Saat mengembangkan studi AHA, Dr Levine juga melihat semua data dan menyimpulkan bahwa faktor kesehatan psikologis negatif terkait dengan banyak faktor risiko penyakit kardiovaskular.

Kabar baiknya, karena pikiran, hati, dan tubuh saling berhubungan dan saling bergantung, seseorang dapat meningkatkan kesehatan kardiovaskularnya dengan mengupayakan pandangan psikologis yang lebih positif.

"Kita dapat memutuskan untuk mengubah pola pikir tentang situasi stres itu atau menetapkan batasan untuk menjaga agar stres tidak menjadi racun."

Demikian diterangkan pakar manajemen stres, Dr Cynthia Ackrill.

"Kita tidak boleh mengabaikan kemampuan kita untuk berperan dalam kesejahteraan hidup," lanjut dia.

Efek tinggi pada orang yang lebih muda

Studi baru mengikuti 412 orang dewasa multiras antara usia 48-87 tahun dengan tekanan darah normal, mengukur kadar hormon stres urin pada beberapa titik waktu antara 2005-2018.

Tingkat hormon kemudian dibandingkan dengan peristiwa kardiovaskular yang mungkin terjadi seperti hipertensi, sakit jantung, serangan jantung, dan operasi bypass.

"Penelitian sebelumnya berfokus pada hubungan antara kadar hormon stres dan hipertensi atau kejadian kardiovaskular pada pasien dengan hipertensi yang sudah ada."

Demikian dikatakan penulis studi dan asisten profesor epidemiologi sosial di Kyoto University, di Kyoto, Jepang, Dr Kosuke Inoue.
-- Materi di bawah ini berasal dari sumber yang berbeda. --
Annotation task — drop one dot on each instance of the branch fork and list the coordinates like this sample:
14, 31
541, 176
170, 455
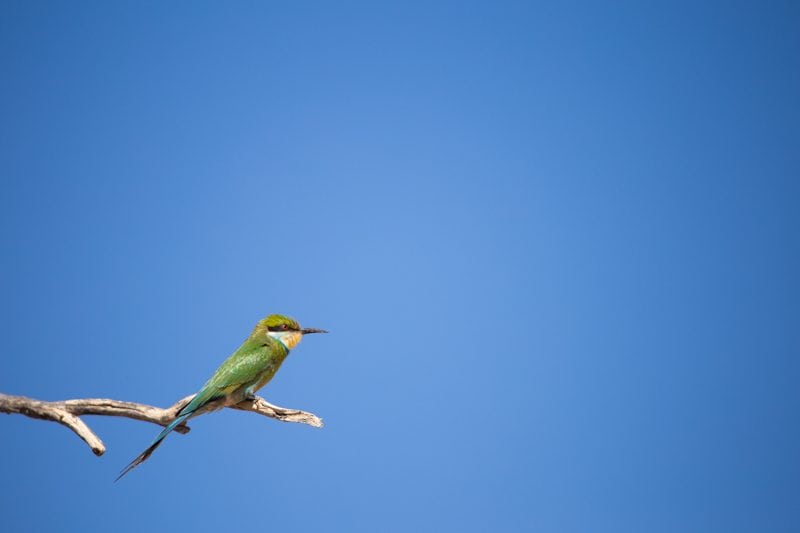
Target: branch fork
68, 413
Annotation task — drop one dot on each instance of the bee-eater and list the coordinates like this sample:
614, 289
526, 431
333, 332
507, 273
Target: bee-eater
240, 375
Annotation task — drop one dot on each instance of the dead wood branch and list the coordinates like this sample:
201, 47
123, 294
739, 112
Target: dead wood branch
67, 412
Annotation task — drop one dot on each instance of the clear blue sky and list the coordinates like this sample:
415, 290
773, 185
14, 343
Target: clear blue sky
556, 245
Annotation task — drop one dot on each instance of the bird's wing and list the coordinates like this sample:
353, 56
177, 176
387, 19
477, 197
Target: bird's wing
243, 368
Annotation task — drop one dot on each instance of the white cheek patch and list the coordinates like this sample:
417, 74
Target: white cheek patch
290, 339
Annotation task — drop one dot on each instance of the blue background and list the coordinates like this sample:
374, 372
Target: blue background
556, 245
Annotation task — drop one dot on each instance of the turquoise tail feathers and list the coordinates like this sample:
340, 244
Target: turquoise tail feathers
186, 412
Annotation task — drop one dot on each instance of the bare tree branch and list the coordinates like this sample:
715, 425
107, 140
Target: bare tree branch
67, 413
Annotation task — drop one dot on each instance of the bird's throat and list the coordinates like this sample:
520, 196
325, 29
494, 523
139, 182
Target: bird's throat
290, 339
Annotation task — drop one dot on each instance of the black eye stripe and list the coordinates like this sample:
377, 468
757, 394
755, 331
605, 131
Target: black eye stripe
282, 327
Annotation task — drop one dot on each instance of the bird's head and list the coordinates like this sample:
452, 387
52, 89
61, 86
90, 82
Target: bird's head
284, 329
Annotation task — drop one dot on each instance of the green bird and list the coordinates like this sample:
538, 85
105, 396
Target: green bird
239, 377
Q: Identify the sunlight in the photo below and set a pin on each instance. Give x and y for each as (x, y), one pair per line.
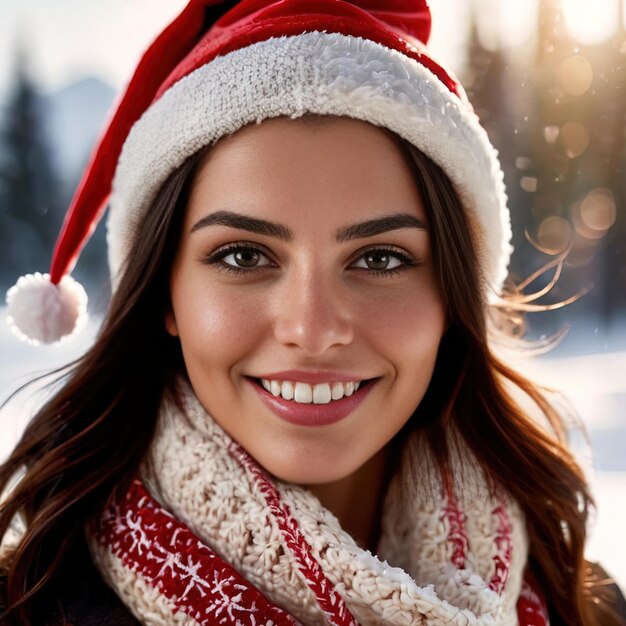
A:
(591, 23)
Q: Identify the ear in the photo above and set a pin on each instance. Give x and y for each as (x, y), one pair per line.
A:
(170, 323)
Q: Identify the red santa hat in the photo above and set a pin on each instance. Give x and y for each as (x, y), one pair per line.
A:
(222, 65)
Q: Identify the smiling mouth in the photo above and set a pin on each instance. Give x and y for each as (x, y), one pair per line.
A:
(304, 393)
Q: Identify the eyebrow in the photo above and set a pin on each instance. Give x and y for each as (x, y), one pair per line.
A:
(362, 230)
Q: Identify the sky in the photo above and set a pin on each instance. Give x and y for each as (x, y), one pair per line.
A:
(69, 39)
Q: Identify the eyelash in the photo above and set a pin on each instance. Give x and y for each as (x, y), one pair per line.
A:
(217, 259)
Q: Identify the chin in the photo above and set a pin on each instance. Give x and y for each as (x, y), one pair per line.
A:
(312, 474)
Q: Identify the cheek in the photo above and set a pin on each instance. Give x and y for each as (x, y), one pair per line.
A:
(406, 325)
(215, 326)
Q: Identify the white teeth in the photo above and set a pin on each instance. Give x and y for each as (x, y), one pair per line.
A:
(337, 391)
(304, 393)
(321, 394)
(287, 391)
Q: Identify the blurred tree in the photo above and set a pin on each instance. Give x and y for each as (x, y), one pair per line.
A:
(559, 123)
(30, 206)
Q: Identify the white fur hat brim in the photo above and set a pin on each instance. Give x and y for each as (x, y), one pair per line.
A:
(325, 74)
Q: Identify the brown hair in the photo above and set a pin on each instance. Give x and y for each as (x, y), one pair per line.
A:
(88, 440)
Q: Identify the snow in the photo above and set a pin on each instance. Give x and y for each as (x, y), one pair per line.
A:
(595, 383)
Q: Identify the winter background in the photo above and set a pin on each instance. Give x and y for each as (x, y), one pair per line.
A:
(548, 79)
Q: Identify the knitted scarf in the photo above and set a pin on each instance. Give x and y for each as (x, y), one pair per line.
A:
(206, 536)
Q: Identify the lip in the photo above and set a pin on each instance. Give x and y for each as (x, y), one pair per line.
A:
(312, 414)
(313, 378)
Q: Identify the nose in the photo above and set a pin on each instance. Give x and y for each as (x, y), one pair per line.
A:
(313, 313)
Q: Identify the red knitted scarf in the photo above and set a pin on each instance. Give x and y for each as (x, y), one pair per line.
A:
(198, 582)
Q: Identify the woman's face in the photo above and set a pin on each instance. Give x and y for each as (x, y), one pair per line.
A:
(305, 267)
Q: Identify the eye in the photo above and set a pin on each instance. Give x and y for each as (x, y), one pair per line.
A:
(383, 260)
(238, 258)
(245, 257)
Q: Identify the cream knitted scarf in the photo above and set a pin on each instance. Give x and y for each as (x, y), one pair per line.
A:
(207, 537)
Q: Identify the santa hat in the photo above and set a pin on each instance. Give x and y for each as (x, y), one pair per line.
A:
(222, 65)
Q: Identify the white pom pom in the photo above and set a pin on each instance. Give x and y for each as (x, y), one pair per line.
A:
(40, 312)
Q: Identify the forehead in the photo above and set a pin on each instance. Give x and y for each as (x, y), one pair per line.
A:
(285, 168)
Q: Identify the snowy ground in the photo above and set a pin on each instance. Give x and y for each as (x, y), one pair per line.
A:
(595, 383)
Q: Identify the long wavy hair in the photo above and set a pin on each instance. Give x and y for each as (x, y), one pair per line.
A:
(88, 440)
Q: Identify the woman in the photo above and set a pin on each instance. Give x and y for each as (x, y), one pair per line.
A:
(292, 413)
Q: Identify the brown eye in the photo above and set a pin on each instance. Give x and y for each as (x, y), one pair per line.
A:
(382, 260)
(377, 260)
(246, 258)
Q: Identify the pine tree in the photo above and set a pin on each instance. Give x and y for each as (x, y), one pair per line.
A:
(29, 192)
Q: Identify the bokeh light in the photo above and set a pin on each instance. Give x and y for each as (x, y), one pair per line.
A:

"Namun, penelitian yang mengamati orang dewasa tanpa hipertensi masih kurang," ujar dia.

Studi ini menguji tiga hormon (norepinefrin, epinefrin, dan dopamin) yang mengatur sistem saraf otonom dan mengontrol fungsi tubuh yang tidak disengaja seperti detak jantung, tekanan darah, serta pernapasan.
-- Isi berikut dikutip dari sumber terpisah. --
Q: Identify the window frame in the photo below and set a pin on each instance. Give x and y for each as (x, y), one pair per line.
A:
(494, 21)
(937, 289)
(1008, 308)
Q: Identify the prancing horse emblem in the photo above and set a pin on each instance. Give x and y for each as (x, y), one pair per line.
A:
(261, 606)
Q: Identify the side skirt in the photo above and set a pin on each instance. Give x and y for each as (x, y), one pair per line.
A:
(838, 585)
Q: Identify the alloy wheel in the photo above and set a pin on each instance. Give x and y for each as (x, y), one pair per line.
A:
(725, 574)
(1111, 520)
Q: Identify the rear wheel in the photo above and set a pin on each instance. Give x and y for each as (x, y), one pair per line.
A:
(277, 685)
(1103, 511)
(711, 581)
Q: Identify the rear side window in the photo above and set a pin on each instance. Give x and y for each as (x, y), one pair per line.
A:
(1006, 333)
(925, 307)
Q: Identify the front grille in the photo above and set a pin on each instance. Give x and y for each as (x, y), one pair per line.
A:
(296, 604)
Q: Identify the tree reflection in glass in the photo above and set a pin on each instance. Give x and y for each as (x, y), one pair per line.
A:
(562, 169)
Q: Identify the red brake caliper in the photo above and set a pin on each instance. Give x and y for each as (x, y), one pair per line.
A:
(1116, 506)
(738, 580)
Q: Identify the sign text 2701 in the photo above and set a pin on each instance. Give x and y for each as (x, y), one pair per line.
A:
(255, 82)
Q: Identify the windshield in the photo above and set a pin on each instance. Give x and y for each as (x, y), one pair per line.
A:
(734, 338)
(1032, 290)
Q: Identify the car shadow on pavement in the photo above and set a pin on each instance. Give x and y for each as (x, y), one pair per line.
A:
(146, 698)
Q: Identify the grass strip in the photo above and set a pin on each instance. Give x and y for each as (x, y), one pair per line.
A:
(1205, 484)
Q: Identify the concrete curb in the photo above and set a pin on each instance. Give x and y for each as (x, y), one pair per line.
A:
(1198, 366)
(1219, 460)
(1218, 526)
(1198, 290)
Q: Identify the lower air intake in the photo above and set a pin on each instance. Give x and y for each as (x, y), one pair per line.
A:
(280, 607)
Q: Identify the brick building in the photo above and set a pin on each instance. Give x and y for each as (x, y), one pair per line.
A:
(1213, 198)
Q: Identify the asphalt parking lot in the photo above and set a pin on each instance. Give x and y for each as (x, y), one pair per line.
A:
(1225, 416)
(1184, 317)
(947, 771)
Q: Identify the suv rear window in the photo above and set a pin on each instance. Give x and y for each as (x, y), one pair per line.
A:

Dokter Inoue dan timnya juga melihat kadar kortisol dan hormon steroid yang dilepaskan oleh tubuh sebagai reaksi terhadap stres akut seperti bahaya.

Setelah bahaya berlalu, tubuh mengurangi produksi kortisol. Tetapi, jika seseorang terus menerus stres, kadar kortisol dapat terus meningkat.

"Norepinefrin, epinefrin, dopamin dan kortisol dapat meningkat dengan stres dari peristiwa kehidupan, pekerjaan, hubungan, keuangan, serta masih banyak lagi," ungkap dia.

Studi tersebut juga menemukan, menggandakan tingkat kortisol saja — bukan norepinefrin, epinefrin atau dopamin — dikaitkan dengan risiko 90 persen lebih tinggi mengalami kejadian kardiovaskular.

Setiap kali tingkat gabungan dari keempat hormon stres berlipat ganda, risiko terkena tekanan darah tinggi meningkat antara 21-31 persen.

Menurut para peneliti, efeknya pun lebih terasa pada orang-orang yang lebih muda atau berusia di bawah 60 tahun.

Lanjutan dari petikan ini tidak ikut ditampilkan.